The Treaty was signed on 6 December 1921. Churchill and Collins, now Chairman of the Irish Free State Provisional Government, became directly responsible for implementing the Treaty. Their primary antagonists were Sir Henry Wilson5 for Churchill and Eamon de Valera6 for Collins. Each wanted to kill the Treaty and restart the ruinous Anglo-Irish War.

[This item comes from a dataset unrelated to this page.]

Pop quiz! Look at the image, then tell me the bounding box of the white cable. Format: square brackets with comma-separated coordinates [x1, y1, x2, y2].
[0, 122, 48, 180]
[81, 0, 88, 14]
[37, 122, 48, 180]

“At any rate it was a good price…”
Treaty negotiations threw Churchill and Collins closely together. It helped that each of them had a well-developed sense of humor. During their negotiations, Collins complained: “You hunted me night and day. You put a price on my head.”7 Recalling the encounter, Churchill defused the situation with a famous wisecrack:
“Wait a minute,” I said. “You are not the only one.” And I took from my wall the framed copy of the reward offered for my recapture by the Boers. “At any rate it was a good price—£5,000. Look at me—£25 dead or alive. How would you like that?’ (Actually no reward had ever been offered by the British Government, but this I did not know at the time.) He read the paper, and as he took it in he broke into a hearty laugh. All his irritation vanished. We had a really serviceable conversation, and thereafter—though I must admit that deep in my heart there was a certain gulf between us—we never to the best of my belief lost the basis of a common understanding.8
Irish independence
Their “common understanding” was the Irish Free State as a free, self-governing Dominion, the same as Canada, Australia and New Zealand. Against them were arrayed the Conservative Party “die-hards,” Wilson and Andrew Bonar Law9; and the anti-Treaty IRA hard-liners. De Valera exhorted the latter to wade through “the blood of some of the members of the Government.”10
Collins’ goal was to establish “law and order in a democratic, independent Irish State” and “secure an intimidation-free election”11. He also hoped to heal the split with his former IRA comrades and avoid a final break with de Valera. The alternative, he knew, would be civil war between pro- and anti-Treaty forces.12 Churchill supported his secondary objective, but was not willing to go as far as Collins in making concessions to accomplish it. In contrast, de Valera famously said, “the majority have no right to do wrong” and went around the country urging the civil war that Collins was trying to avoid.13
Churchill’s contributions
What did Collins mean by saying they’d have done nothing without him? In his memoirs, Churchill wrote that he was “grateful” for the message but did not speculate as to its meaning. Collins didn’t live long enough to explain it in his own memoirs. None of his prominent biographers14 even mention this message. With the exception of Tim Pat Coogan, none give Churchill any credit for bringing the Irish Free State to life. In fact, another Collins biographer, T. Ryle Dwyer, wrote: “It was Ireland’s great misfortune that the man at the helm of Irish affairs in Britain was someone as volatile and tempestuous as Churchill….”15
Seriously? Churchill had been the Liberal Party’s primary spokesman on Ireland for nearly 15 years. He’d been a strong supporter of Irish Home Rule since 1908. The only way Churchill would not have been “the man at the helm of Irish affairs” in 1922 was if the Tories ran the government. In the event, the Lloyd George Coalition government was replaced by a Conservative government in November 1922.16 The Tories had opposed Irish Home Rule since the days of Gladstone in the 19th century. It would have been a far greater misfortune for Ireland had they been in charge earlier.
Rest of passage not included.